The Penny Black
“… A bit of paper just large enough to bear the stamp, and covered at the back with a glutinous wash”
This was the first mention by Rowland Hill of what became the world’s first adhesive postage stamp. He was answering the questions of a parliamentary enquiry into the Post Office in February 1837 shortly after the publication of his pamphlet Post Office reform; Its Importance and Practicality.
In this pamphlet Hill had challenged the high, extremely complex and anomalous postal rates then in force. He suggested a low uniform rate of postage based on weight and prepaid. At this time the high rates were based on distance and the number of sheets in a letter, and normally they were paid by the recipient. Many letters were also carried free.

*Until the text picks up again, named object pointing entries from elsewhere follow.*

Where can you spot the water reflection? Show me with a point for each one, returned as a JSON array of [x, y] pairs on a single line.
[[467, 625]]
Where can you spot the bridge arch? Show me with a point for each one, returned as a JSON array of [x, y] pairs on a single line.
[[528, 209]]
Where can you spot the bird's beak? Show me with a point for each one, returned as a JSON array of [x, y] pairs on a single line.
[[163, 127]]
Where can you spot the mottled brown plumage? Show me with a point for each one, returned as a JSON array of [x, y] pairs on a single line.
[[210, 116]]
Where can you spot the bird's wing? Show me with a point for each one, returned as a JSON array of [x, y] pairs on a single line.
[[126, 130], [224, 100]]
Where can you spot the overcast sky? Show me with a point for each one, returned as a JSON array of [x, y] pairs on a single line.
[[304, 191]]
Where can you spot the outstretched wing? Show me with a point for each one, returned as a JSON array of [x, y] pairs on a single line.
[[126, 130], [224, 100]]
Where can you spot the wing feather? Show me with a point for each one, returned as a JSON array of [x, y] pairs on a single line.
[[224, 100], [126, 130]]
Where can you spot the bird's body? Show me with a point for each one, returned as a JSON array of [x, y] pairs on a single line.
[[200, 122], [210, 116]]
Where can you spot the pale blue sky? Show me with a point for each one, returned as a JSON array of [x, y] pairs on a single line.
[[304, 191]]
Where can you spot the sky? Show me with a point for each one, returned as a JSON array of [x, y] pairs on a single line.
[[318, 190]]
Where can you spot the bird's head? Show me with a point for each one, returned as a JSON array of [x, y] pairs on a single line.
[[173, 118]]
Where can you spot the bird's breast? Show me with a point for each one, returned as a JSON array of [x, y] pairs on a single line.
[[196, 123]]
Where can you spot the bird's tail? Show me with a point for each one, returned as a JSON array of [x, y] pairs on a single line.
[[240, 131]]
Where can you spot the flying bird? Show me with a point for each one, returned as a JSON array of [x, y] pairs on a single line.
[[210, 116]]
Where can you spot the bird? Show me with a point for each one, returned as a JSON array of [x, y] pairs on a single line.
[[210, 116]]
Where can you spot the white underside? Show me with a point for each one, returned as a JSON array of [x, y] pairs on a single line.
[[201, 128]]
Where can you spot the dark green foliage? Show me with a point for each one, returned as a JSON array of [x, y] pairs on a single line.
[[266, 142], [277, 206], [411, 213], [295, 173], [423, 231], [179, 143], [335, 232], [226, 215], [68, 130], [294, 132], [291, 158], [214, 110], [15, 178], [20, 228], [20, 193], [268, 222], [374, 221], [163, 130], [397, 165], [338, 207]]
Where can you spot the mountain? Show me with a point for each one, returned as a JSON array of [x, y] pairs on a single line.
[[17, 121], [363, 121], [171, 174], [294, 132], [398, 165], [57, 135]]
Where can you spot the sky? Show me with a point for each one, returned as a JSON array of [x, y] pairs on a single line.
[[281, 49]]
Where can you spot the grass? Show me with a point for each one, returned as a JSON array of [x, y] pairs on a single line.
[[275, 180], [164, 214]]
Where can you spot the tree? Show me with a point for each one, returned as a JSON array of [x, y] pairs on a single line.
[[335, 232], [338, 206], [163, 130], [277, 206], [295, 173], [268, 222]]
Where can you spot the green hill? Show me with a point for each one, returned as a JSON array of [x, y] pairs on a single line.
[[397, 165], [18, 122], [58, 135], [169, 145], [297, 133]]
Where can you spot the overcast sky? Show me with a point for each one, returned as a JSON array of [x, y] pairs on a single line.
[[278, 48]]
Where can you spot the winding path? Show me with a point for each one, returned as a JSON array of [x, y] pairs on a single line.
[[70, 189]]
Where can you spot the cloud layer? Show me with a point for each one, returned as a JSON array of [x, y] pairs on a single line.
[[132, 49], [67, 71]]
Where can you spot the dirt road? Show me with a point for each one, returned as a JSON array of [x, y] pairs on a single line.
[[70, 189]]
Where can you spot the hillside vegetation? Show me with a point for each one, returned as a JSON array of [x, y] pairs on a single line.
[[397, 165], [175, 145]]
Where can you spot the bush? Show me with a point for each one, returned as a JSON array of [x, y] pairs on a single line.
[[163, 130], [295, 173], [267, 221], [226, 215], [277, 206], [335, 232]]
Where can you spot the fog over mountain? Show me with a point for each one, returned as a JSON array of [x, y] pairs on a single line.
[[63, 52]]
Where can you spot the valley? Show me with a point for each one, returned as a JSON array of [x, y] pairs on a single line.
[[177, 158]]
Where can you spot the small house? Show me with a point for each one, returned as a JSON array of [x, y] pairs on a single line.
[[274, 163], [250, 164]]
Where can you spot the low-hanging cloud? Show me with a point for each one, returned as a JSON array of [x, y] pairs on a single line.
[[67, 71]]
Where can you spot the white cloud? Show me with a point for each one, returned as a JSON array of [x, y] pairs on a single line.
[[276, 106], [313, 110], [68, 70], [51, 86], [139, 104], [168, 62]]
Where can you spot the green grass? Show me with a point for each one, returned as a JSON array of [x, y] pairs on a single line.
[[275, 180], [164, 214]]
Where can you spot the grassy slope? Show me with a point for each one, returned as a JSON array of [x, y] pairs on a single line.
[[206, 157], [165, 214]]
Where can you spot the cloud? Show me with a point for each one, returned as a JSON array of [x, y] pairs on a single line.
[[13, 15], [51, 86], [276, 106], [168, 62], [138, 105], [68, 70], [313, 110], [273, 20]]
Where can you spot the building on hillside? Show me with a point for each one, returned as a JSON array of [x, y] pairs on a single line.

The campaign for postal reform
Hill’s plan caught the public imagination and a great campaign began to force the government to act. It took more than two years, however, before his proposals were accepted.
A committee of merchants who were badly affected by high postage was formed and Hill was an influential member, as was Henry Cole who produced a propaganda newspaper The Post Circular.
A parliamentary Select Committee was formed under Robert Wallace MP, a long time campaigner for postal reform, and a low uniform postage rate was recommended. This eventually became law in August 1839.
Rowland Hill was appointed to the Treasury to put the Act into operation. A competition was organised to suggest the best plan to prepay postage and some 2,600 entries were sent in. Some had actual examples attached.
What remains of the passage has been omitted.